Vatican says you can get time off purgatory by following the Pope on Twitter -
Is it really ludicrous that the Vatican should be claiming you can get time off purgatory by following the pope on Twitter?
There are obvious problems. If as a materialist you don't believe in purgatory, or hell, or any kind of moral balancing in an afterlife, then the whole thing is absurd, though no more absurd than any other belief about purgatory. Or you may be a Christian, happy to imagine our souls must be purified before they are fit to see God entirely (and this is the most charitable interpretation of the doctrine of purgatory I can find) but none the less amused and outraged that the pope should stick his oar into the business. Indulgences, after all, were the single greatest and grossest abuse of papal power to inspire the Reformation.
But let's suppose, just for the sake of argument, that the pope does have an informed opinion on what behaviour pleases God and benefits the soul. Does it then matter at all what technology he uses to spread his opinions?
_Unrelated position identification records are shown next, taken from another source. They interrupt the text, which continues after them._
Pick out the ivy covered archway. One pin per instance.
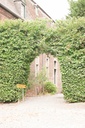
(21, 42)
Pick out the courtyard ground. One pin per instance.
(50, 111)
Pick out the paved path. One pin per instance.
(43, 112)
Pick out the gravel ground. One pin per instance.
(43, 112)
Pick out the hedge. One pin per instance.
(19, 45)
(68, 40)
(21, 42)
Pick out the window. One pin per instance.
(23, 10)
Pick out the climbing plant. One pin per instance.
(21, 42)
(68, 42)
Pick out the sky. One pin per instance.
(57, 9)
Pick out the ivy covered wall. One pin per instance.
(21, 42)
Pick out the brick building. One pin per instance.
(30, 10)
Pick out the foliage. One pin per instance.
(77, 8)
(21, 42)
(50, 88)
(19, 45)
(39, 80)
(71, 50)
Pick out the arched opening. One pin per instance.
(51, 68)
(21, 42)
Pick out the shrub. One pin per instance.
(19, 45)
(50, 88)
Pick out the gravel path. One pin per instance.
(43, 112)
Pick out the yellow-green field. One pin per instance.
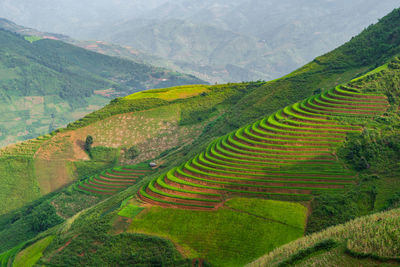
(172, 93)
(242, 230)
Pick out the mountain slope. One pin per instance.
(197, 238)
(372, 152)
(45, 84)
(242, 39)
(368, 241)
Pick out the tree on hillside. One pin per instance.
(88, 143)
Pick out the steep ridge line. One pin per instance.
(287, 154)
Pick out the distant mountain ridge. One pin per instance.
(45, 84)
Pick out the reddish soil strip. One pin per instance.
(213, 158)
(179, 200)
(326, 133)
(122, 176)
(296, 147)
(251, 175)
(355, 104)
(168, 205)
(366, 100)
(242, 157)
(329, 111)
(310, 141)
(117, 180)
(111, 182)
(241, 187)
(267, 153)
(95, 191)
(328, 105)
(102, 189)
(358, 96)
(329, 183)
(284, 136)
(107, 186)
(185, 194)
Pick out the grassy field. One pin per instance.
(373, 240)
(16, 192)
(215, 235)
(172, 93)
(30, 255)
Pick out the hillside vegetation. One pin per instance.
(45, 84)
(195, 237)
(368, 241)
(328, 153)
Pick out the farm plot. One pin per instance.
(289, 154)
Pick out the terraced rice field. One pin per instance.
(288, 154)
(112, 181)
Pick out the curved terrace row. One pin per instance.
(287, 154)
(112, 181)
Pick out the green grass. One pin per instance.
(369, 240)
(130, 211)
(7, 257)
(14, 193)
(172, 93)
(30, 255)
(212, 235)
(32, 39)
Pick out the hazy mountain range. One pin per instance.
(215, 40)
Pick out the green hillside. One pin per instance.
(241, 169)
(368, 241)
(268, 224)
(45, 84)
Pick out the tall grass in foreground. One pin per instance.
(375, 236)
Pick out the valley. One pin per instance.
(298, 171)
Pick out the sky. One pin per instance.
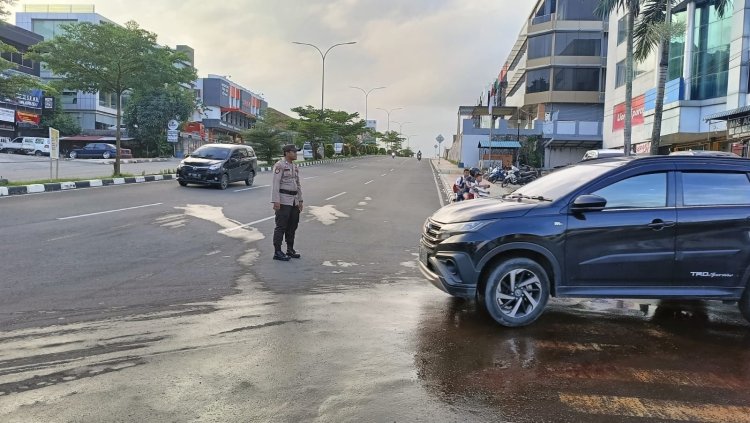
(432, 55)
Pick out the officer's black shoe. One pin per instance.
(293, 254)
(280, 256)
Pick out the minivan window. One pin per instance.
(642, 191)
(560, 183)
(714, 189)
(208, 152)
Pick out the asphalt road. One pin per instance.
(153, 302)
(18, 167)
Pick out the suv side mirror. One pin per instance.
(588, 202)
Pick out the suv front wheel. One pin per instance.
(516, 292)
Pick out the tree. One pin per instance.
(318, 127)
(112, 59)
(150, 108)
(632, 8)
(266, 140)
(656, 30)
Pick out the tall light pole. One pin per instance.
(367, 94)
(323, 78)
(388, 112)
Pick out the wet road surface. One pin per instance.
(351, 332)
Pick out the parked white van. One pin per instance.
(27, 145)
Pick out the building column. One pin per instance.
(737, 86)
(687, 58)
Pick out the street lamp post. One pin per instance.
(388, 112)
(323, 77)
(367, 94)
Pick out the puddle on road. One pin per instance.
(327, 214)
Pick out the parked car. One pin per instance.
(97, 150)
(661, 227)
(219, 165)
(26, 145)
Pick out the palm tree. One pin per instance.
(633, 9)
(655, 29)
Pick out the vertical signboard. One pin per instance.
(54, 151)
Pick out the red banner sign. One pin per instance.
(618, 118)
(23, 117)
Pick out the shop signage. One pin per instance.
(738, 127)
(23, 117)
(7, 115)
(637, 107)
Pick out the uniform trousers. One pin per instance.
(287, 220)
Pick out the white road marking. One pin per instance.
(248, 189)
(109, 211)
(223, 231)
(337, 195)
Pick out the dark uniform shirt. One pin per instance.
(286, 178)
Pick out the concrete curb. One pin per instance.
(65, 186)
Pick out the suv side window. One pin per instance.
(714, 189)
(642, 191)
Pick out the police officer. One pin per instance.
(286, 196)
Is there anything intrinsically more ridiculous in following a devotion on Twitter than in the flesh, or on television?
The answer has to be no. The whole point of electronic communication is that it has effects in the physical world. That makes it real so far as I am concerned. If a love affair can be nourished in letters, it can be nourished, too, in email, or even, for very time-pressed lovers, in tweets.
When evangelical churches put their prayers up on PowerPoint displays, they don't lose their spiritual effects through not being printed in books, or on service sheets. What matters is that the congregations say them and mean them. What might make them pointless is the sentiment, not the means of transmission.
And it is quite clear from the Vatican's remarks that merely reading the Twitter feed won't have any effect. What it is claiming is that following along with the feed and allowing it to stimulate your thoughts and behaviour as it is supposed to do will have a beneficial spiritual effect. Again, I can't see that the means of transmission should make any difference at all here.
When you go to a rock concert, and see the performance on huge screens above the stage, this brings most of the audience closer, because that's where they want to be and the technology makes this possible. It would have no effect whatsoever on someone with a different intention – say a man who wanted to throw a stink bomb at Mick Jagger. Screens aren't going to bring him any closer.
So I think that a lot of the fuss about this is misplaced – and there's something delightful about people getting worked up on electronic media about someone using electronic media to do something ridiculous. In the end, what's interesting about this story isn't the medium involved but the concept of purgatory, and – to judge from my tweet stream – we only now believe in purgatorial suffering before death.